Forsythe no doubt had two 2012 U.S. Senate elections in ruby-red states in mind. In Missouri, Republican Todd Akin was poised to defeat incumbent Democrat Claire McCaskill until he claimed that following a “legitimate rape,” the female body “has ways to shut that whole thing down.” In Indiana, Republican Richard Mourdock lost his race (to Democrat Joe Donnelly) after declaring in a debate that “even when life begins in that horrible situation of rape, that’s something that God intended to happen.”

In the 2022 midterm elections, history may repeat itself. According to progressive pollster Sean McElwee, laws restricting reproductive rights (but facing court challenges) in Alabama, Arkansas, Georgia, Kentucky, Louisiana, Mississippi, Missouri, Ohio, South Carolina, and Texas — and the distinct possibility that the U.S. Supreme Court will overturn Roe v.

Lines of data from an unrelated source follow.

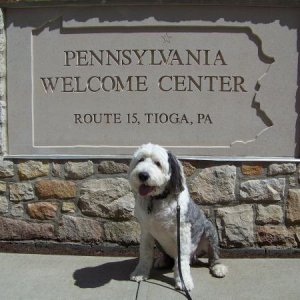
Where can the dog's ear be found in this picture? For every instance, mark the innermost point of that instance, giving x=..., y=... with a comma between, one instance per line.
x=176, y=180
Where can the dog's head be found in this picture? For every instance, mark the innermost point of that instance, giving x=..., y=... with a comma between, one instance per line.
x=153, y=170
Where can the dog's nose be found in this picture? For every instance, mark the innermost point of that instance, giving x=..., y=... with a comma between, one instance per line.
x=143, y=176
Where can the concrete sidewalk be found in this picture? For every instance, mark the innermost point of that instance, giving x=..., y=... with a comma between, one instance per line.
x=43, y=277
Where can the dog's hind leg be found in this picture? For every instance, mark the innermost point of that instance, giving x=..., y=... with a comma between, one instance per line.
x=217, y=269
x=185, y=253
x=144, y=266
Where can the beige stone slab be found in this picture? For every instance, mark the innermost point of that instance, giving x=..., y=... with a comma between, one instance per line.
x=209, y=81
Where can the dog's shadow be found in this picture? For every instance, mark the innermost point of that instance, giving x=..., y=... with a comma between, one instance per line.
x=94, y=277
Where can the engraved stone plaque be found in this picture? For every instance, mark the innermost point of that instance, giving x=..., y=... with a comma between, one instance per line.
x=104, y=81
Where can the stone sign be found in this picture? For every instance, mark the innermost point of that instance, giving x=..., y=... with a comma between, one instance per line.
x=103, y=81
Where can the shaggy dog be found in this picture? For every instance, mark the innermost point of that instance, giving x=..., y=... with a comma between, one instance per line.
x=157, y=179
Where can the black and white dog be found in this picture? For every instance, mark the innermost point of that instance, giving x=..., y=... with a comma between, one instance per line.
x=157, y=179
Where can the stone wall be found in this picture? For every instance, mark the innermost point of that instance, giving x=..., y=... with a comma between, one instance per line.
x=254, y=206
x=87, y=206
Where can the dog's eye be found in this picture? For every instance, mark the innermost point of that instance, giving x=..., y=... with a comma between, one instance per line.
x=158, y=164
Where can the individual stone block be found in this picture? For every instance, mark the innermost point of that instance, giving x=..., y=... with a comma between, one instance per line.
x=281, y=169
x=3, y=204
x=126, y=233
x=271, y=214
x=293, y=206
x=112, y=167
x=275, y=236
x=79, y=229
x=12, y=229
x=42, y=210
x=68, y=207
x=17, y=210
x=60, y=189
x=21, y=191
x=79, y=170
x=235, y=226
x=56, y=170
x=214, y=185
x=263, y=190
x=6, y=169
x=252, y=170
x=108, y=198
x=32, y=169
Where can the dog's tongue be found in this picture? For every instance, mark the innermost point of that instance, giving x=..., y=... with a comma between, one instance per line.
x=144, y=190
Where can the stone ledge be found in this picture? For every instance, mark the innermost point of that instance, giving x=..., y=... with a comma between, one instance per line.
x=108, y=249
x=260, y=3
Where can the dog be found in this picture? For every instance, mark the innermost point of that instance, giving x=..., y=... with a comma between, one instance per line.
x=158, y=182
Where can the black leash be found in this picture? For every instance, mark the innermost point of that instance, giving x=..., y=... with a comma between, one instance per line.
x=188, y=296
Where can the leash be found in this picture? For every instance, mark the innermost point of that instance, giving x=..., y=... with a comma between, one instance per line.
x=188, y=296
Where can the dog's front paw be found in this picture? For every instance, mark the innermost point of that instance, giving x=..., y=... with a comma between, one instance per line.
x=188, y=284
x=219, y=270
x=138, y=275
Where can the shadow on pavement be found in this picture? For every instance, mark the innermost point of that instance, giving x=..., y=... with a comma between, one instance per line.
x=93, y=277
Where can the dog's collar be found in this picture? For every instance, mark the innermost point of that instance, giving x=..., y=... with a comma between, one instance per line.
x=161, y=196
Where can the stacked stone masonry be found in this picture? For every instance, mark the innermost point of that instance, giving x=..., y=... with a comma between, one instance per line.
x=90, y=202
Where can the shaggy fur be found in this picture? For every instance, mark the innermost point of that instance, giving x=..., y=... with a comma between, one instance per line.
x=157, y=179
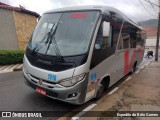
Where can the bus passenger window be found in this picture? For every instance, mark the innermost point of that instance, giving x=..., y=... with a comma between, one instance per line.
x=126, y=39
x=99, y=38
x=103, y=42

Wade — give get-out-the-vote activists “a rage-inducing piece of content.”

A significant majority of Americans have consistently supported retaining Roe, which prohibits states from banning abortions before “fetal viability,” which the court set at 24 to 28 weeks after conception. In a recent Gallup poll, 58 percent of respondents (including 43 percent of Republicans) wanted to retain Roe as the law of the land, while 32 percent advocated repealing it. A majority of Americans oppose laws banning abortions in early stages of pregnancy. If the pregnancy was caused by rape or incest, 77 percent (including Donald Trump) support a woman’s right to abort in the first trimester (52 percent as late as the third trimester). About 89 percent of abortions, it’s worth noting, are performed within the first 18 weeks of a pregnancy; 1.3 percent after 20 weeks.

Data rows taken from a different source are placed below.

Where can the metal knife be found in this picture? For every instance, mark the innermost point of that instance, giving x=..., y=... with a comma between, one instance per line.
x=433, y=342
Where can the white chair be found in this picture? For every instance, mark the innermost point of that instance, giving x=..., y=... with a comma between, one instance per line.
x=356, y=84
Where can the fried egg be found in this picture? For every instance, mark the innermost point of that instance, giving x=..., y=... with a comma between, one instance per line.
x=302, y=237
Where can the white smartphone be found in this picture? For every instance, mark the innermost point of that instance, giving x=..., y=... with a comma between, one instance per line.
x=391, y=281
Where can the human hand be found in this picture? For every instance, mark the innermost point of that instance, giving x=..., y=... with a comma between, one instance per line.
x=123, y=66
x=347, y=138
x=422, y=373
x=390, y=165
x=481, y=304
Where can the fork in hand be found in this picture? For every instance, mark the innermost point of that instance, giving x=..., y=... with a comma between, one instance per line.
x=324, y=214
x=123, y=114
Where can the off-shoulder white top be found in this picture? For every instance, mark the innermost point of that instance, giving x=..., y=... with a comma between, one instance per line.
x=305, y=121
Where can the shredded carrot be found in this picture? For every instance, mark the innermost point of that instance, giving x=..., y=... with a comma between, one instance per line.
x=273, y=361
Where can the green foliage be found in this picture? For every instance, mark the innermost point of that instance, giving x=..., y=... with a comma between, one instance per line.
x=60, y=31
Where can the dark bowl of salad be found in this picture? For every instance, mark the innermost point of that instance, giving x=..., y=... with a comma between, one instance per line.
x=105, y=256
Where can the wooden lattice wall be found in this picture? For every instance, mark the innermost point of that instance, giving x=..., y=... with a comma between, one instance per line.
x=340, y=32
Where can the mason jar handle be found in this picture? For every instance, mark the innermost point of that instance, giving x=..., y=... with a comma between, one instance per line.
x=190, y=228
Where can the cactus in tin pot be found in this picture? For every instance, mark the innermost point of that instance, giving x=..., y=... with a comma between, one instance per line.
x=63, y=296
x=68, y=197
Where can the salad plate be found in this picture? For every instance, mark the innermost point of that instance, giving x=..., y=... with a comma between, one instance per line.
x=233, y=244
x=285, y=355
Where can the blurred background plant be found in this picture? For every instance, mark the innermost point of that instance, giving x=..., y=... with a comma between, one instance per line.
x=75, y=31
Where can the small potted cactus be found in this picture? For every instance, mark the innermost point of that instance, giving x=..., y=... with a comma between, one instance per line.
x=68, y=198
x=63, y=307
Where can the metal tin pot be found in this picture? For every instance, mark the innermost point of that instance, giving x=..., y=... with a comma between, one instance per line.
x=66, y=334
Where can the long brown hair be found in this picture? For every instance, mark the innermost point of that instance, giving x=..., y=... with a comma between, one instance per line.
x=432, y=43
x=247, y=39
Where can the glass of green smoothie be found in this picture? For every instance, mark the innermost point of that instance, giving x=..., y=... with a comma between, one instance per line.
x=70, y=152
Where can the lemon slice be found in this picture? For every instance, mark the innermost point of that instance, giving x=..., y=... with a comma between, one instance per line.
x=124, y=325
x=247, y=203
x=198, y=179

At odds with public opinion in the United States, Texas’s fetal heartbeat law is not even popular with citizens of the Lone Star State. In a poll taken this spring, 54 percent of Texans indicated that abortion laws should either stay the same or be less restrictive; 33 percent thought they should be more restrictive. When asked what the legislature’s top priority should be, only 10 percent cited abortion regulations.

The Texas law, which the Supreme Court has refused to block, also exposes the hypocrisy of Republicans who claim they are champions of individual freedom and foes of government mandates. The law bans all abortions after cardiac activity can be detected (about six weeks after conception), which is often before a woman knows she is pregnant. It makes 85 to 90 percent of abortions performed in the state illegal. Texas joins several other states from the Old Confederacy in refusing to exempt victims of rape and incest (who often must make decisions amid anxiety, depression, and PTSD). A vaguely worded provision in the law permitting private citizens to bring civil litigation (with the possibility of collecting $10,000 or more in damages) against any individual who assists a pregnant woman in getting an abortion will, almost certainly, lead to outing, ostracism and harassment of doctors, nurses, therapists, friends and family members. And the law prevents clinics from recouping fees for attorneys, even if they prevail in court. 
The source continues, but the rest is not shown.